Bilingual education foes make their cases

PLEASANT HILL — The debate over how to teach English to California’s immigrant children came to Contra Costa County Wednesday night, with Proposition 227 co-author Ron Unz squaring off in a public forum against the chief spokeswoman for the opposition to the ballot measure.

Unz and Holli Thier repeated the arguments they have made in newspapers,
on radio talk shows and in debates throughout the state since Unz launched his initiative drive last fall. Unz emphasized the failures of the current bilingual education system, while Thier called his plan an educational straitjacket that would remove decision-making from local school districts.

Prop. 227 would place all limited-English students into one-year immersion programs designed to teach them English.
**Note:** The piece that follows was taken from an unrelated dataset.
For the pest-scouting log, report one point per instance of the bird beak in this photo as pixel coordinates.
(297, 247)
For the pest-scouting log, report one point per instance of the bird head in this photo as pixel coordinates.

After that, they would be placed in mainstream English-language classrooms.

Fifteen minutes into the forum, a dozen young people from C-Beyond, a Concord-based group of young activists, rose from their seats and stood silently, temporarily halting the discussion. When several refused to sit down, they were escorted from the room by security guards.

Young people are united against Prop. 227, said Lenore Anderson, C-Beyond coordinator. “We’ve already made up our minds and we didn’t need to wait to ask questions. We wanted to let Ron Unz know what we thought.”

More than 250 people nearly filled the multipurporse room at the Pleasant Hill Education Center for the forum, which was televised live. Because of the television coverage, the audience was asked to refrain from cheering or jeering, but some people in attendance could not restrain themselves.

Unz said he has participated in almost 200 forums and debates since he proposed the ballot measure. In public forums such as this, he said, the audience is invariably hostile; on the other hand, he said, callers to radio talk shows tend to support him by the 10-1 margin.

About one-third of California’s limited-English students are enrolled in bilingual classes, in which most of the teaching takes place in the students’
native languages; most of the rest are taught either in sheltered classes,
in which the teachers speak a slow and clearly enunciated English, or in mainstream classes with extra help. Federal law mandates that school districts provide assistance to students learning English.

Thier said the sheltered immersion prescribed in the ballot measure is too unproven to impose on all California school districts. She objected to the one-year time limit as arbitrary and inadequate for many English learners.

At Wednesday’s debate, Thier emphasized the local control issue. She also stressed that the ballot measure calls for the expenditure of $50 million over 10 years to pay for programs to teach English to adults who pledge to tutor immigrant children; the money would come out of general school funds, and probably would require a bureaucracy for insuring that the adults kept their promise to tutor.

Meanwhile, Unz started by pointing out the failures of bilingual education
— the low standardized test scores and high drop-out rate among Latinos,
and the fact that only 5 percent of California’s limited-English school children are reclassified as proficient in any given year.

So far, Unz’s message has appealed to prospective voters. In opinion polls, Prop. 227 is favored by a 2-1 margin, cutting across all ethnic groups.
Unz is particularly proud of the support for the initiative from the Latino community, which he believes has been most handicapped by bilingual programs.

Unz, a Silicon Valley electronics entrepreneur with no formal background in education theory, ran against Gov. Pete Wilson in the 1994 Republican primary; he emphasizes his opposition to Proposition 187, which would have withheld social services to illegal immigrants. He wrote the Prop. 227 ballot measure with Gloria Matta Tuchman, an Orange County first-grade teacher who is running for state superintendent of public instruction. Tuchman’s Santa Ana classroom is the model for the program proposed in Prop. 227.

Prop. 227 opponents often raise questions about the political ambitions and motivations of Unz and Tuchman. The No on Unz forces have yet to spend any of their estimated $2 million war chest, and they believe public opinion will turn around once voters understand Prop. 227 more fully.

Wednesday night’s forum was sponsored by the League of Women Voters and Contra Costa Newspapers. Dr. Thomas Scovel, a professor of psycholinguistics at San Francisco State University and a specialist in second-language learning,
provided background information on the issues discussed by Unz and Thier.